E' una persona molto ansiosa, che da circa trent'anni assume ogni giorno 5-10 mg di transene la sera (con effetti molto negativi, suppongo). Ha avuto dei trascorsi con l'alcol. Ha una faringolaringite e una spondilosi.
Ha inoltre la glicemia a circa 110.
I disturbi, comunque, si attenuano leggermente quando il paziente è rilassato (raramente).

Il cardiologo, recentemente, dopo una visita con elettrocardiogramma, non ha trovato irregolarità. Il sospetto è quello di una neuropatia autonomica. Tra l'altro, alcuni dei sintomi sono stati avvertiti dal paziente PRIMA delle benzodiazepine e dell'alcol.

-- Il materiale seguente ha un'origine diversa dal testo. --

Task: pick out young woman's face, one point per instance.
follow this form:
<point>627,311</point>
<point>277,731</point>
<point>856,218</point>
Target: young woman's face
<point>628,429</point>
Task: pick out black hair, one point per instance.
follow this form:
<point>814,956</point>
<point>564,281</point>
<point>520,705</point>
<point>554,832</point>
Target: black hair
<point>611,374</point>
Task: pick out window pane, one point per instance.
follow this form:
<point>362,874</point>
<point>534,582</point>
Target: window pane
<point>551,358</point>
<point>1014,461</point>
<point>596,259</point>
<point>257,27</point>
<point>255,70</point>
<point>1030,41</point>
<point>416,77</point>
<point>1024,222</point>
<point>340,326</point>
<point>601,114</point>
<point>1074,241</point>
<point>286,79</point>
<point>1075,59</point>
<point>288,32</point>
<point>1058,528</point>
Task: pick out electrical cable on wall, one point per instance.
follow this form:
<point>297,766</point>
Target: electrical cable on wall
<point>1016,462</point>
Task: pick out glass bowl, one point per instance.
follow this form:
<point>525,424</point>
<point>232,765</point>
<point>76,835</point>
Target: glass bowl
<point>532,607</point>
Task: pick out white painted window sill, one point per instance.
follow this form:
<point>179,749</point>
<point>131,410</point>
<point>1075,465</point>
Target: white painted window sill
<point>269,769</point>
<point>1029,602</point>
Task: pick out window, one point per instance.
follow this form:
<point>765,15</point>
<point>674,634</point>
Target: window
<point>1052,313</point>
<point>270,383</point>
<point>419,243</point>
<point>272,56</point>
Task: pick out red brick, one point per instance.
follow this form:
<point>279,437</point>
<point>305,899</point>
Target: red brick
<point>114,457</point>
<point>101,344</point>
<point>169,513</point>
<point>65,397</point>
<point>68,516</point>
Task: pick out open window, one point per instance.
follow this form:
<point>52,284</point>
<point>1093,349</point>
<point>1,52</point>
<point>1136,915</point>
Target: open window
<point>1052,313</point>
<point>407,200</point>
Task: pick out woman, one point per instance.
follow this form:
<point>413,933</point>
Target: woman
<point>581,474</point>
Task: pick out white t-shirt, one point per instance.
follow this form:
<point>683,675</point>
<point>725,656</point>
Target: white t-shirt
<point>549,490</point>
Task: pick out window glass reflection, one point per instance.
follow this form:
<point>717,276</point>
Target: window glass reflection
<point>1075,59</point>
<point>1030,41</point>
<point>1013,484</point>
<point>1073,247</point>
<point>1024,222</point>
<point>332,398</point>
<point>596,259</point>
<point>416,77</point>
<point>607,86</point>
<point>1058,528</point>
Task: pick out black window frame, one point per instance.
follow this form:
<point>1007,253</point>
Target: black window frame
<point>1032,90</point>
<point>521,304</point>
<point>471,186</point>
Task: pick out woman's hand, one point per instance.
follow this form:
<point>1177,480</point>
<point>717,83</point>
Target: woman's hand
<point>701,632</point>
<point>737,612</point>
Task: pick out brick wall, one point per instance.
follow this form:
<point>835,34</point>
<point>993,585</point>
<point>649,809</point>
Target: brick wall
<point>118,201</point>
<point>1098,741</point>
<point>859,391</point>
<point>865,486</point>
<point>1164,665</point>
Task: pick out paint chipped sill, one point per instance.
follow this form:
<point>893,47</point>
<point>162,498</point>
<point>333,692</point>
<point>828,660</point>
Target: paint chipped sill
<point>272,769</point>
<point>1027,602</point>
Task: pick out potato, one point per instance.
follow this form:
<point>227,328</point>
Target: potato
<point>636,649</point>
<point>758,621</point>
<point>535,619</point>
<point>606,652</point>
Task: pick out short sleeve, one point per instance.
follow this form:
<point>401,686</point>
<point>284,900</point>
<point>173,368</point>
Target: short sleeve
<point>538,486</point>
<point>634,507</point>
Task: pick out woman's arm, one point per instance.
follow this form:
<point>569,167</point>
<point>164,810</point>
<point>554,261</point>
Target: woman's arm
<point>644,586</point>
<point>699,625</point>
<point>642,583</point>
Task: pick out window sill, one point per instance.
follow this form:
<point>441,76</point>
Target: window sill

Riguardo l'intolleranza ortostatica:
provando a misurare la pressione e le pulsazioni dopo 10 minuti di ortostatismo, c'è solo un lieve calo della pressione, nonostante il paziente fosse decisamente insofferente. Non c'è neanche un significativo aumento delle pulsazioni cardiache. Se stare in piedi fermo per lui è estremamente fastidioso, soffre meno camminando.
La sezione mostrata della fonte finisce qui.